Note how Milbank laps this shit up:
Asked about the near-bankruptcy of his campaign last summer, he replies: "We actually had lots of money in Swiss bank accounts." Puzzling over "Senator Obama's attraction," he is told that the Democratic front-runner looks good with his shirt off. "I won't even take my sweater off," McCain returns.
As the bus rolls on, Time magazine's Jay Carney reads out a headline from the Drudge Report: "TALK OF HILLARY EXIT."
"I don't believe that," McCain retorts immediately. "My favorite Drudge was when I had the walk-on role in 'Wedding Crashers.' . . . I log on to Drudge: 'MCCAIN STARS IN RAUNCHY BOOBS MOVIE.' So Leno called me up and said, 'I got a great response for you: In Washington, I get to work with boobs every single day.' "
Ladies and gentlemen, John McCain is back.

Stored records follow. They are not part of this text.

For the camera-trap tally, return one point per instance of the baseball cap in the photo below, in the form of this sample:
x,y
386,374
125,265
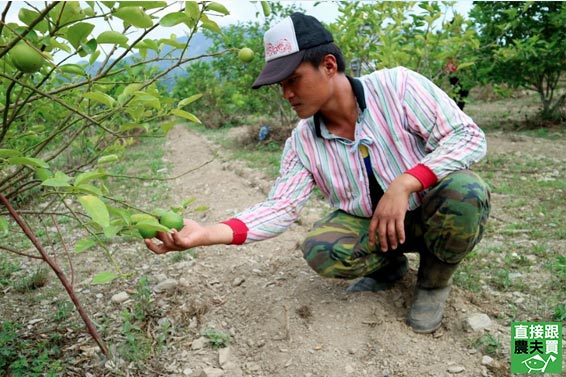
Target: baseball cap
x,y
285,45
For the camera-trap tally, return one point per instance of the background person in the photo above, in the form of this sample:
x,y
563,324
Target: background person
x,y
390,151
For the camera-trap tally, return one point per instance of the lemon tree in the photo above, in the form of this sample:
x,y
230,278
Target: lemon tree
x,y
79,83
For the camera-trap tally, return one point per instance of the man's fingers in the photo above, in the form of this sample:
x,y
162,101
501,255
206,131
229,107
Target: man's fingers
x,y
382,232
401,231
392,234
157,249
372,231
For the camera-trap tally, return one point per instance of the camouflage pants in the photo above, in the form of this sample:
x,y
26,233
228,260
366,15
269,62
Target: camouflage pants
x,y
449,223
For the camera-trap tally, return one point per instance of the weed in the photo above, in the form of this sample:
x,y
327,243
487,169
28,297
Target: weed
x,y
217,338
64,310
7,268
35,280
27,357
487,344
142,300
559,313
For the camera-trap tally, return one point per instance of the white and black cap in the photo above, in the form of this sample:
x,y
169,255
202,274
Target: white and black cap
x,y
285,45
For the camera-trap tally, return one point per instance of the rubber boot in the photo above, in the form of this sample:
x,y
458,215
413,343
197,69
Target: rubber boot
x,y
384,278
434,280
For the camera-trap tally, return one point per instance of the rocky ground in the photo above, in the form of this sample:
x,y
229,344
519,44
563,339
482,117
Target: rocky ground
x,y
283,319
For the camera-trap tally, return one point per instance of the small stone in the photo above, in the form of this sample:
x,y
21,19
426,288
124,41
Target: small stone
x,y
199,343
120,297
224,356
478,321
167,285
238,281
213,372
455,369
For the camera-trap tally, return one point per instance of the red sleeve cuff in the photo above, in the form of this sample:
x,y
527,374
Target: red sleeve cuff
x,y
239,230
425,176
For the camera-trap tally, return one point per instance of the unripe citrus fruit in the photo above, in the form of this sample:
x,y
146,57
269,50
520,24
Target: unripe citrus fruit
x,y
142,217
246,54
25,58
172,220
146,231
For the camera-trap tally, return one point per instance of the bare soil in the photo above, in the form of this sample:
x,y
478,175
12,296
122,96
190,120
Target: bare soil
x,y
283,319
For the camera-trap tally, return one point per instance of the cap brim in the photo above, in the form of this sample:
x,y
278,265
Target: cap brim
x,y
278,69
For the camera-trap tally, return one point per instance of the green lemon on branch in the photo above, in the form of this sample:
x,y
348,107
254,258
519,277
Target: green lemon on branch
x,y
26,58
172,220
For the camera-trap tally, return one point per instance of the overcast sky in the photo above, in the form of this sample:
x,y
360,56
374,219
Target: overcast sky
x,y
240,11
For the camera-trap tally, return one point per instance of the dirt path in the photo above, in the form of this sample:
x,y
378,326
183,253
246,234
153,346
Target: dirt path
x,y
284,319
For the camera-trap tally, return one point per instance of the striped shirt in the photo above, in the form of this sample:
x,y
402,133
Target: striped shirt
x,y
408,125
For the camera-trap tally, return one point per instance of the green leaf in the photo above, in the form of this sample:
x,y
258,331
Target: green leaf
x,y
88,176
186,101
96,209
85,188
131,89
152,225
134,16
112,230
43,174
100,97
9,153
60,179
185,114
104,277
88,48
147,100
112,37
3,227
172,42
192,10
75,69
94,56
217,7
107,159
173,19
28,161
28,16
84,244
266,8
143,4
211,25
78,33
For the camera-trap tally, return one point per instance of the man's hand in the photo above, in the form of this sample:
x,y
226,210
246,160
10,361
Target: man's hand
x,y
192,235
388,221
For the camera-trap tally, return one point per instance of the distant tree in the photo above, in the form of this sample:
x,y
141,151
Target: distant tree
x,y
523,44
428,37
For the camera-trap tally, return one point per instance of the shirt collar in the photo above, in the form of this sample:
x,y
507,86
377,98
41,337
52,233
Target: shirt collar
x,y
358,89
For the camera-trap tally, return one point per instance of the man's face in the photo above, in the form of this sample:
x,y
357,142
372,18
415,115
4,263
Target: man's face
x,y
305,89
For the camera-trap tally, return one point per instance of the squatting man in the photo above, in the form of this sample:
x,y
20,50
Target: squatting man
x,y
390,151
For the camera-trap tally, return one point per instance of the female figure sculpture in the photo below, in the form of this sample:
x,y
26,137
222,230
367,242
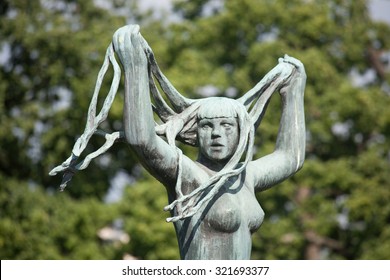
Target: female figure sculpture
x,y
212,199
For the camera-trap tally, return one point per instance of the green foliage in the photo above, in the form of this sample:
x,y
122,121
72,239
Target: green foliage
x,y
151,237
336,207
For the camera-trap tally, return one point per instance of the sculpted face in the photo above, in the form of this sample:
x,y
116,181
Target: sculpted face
x,y
218,138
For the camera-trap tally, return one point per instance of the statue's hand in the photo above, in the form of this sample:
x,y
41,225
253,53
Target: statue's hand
x,y
296,79
127,42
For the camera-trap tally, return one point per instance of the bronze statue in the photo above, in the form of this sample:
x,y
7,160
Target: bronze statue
x,y
212,198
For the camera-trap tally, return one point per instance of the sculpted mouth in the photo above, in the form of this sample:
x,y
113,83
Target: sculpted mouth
x,y
217,145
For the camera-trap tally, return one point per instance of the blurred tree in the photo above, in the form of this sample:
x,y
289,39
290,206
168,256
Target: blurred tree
x,y
336,207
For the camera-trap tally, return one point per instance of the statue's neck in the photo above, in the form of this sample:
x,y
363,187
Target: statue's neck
x,y
212,165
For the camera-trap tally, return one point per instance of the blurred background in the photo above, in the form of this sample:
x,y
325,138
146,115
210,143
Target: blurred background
x,y
336,207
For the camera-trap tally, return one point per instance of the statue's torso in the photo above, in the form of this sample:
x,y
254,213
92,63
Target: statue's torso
x,y
222,228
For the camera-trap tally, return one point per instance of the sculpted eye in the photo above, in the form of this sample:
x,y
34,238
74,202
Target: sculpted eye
x,y
227,125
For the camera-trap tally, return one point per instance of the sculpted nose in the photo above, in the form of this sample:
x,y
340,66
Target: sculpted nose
x,y
216,132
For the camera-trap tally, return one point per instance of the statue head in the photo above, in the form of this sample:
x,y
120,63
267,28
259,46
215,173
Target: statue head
x,y
219,122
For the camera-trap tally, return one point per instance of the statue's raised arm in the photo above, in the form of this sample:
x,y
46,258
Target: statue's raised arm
x,y
211,198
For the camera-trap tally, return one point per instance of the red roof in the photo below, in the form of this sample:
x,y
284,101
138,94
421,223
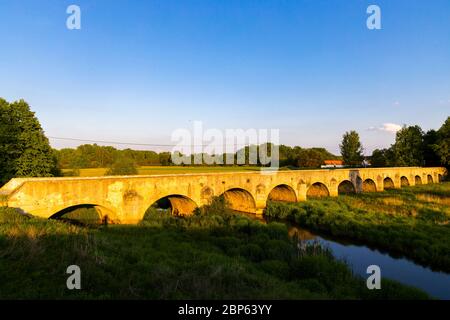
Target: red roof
x,y
334,162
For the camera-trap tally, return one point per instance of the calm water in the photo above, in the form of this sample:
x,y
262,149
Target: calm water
x,y
359,257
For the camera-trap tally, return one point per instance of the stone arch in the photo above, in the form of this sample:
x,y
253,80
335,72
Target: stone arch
x,y
179,205
369,186
239,199
404,182
417,180
282,192
317,190
206,195
99,214
388,183
346,187
333,182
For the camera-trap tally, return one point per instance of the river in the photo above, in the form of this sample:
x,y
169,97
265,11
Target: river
x,y
359,257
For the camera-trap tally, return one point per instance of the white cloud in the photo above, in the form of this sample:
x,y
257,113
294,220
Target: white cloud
x,y
387,127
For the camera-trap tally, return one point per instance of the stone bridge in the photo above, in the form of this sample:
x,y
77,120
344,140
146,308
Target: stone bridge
x,y
125,199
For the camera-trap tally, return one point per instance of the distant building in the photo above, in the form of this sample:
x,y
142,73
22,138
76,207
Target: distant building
x,y
332,164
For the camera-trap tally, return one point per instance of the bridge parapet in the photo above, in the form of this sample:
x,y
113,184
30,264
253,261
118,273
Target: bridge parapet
x,y
125,199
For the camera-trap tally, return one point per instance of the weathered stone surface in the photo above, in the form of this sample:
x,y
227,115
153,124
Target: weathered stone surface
x,y
124,199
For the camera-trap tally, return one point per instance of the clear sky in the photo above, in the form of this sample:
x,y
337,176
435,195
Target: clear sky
x,y
138,70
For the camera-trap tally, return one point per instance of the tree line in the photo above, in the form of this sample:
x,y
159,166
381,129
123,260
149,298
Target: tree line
x,y
26,152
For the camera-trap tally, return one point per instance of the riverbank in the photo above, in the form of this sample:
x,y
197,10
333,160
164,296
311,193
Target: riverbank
x,y
412,222
212,255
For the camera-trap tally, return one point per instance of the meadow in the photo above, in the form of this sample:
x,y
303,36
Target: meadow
x,y
214,254
151,170
412,221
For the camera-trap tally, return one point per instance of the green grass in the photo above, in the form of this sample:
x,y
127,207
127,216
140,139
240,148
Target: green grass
x,y
151,170
213,254
411,222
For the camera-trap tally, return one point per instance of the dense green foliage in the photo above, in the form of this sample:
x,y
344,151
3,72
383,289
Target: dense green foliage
x,y
412,221
351,149
413,147
213,254
442,145
24,149
122,166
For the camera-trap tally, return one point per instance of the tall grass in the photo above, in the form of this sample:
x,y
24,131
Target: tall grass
x,y
214,254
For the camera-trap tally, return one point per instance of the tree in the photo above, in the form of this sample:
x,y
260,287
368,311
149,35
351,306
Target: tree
x,y
25,149
310,158
442,146
351,148
122,166
408,146
430,156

Left for dead when his campaign ran out of cash last summer, he returned to his endless town hall meetings and freewheeling talks on his campaign bus -- and he's risen to the top of the Republican primary polls in New Hampshire, just as he did eight years ago.
Sickening. I am sure John McCain isn't the only candidate with a self-depreciating sense of humor. But you wouldn't know it by the fawning attention of McCain by the corrupt media corps.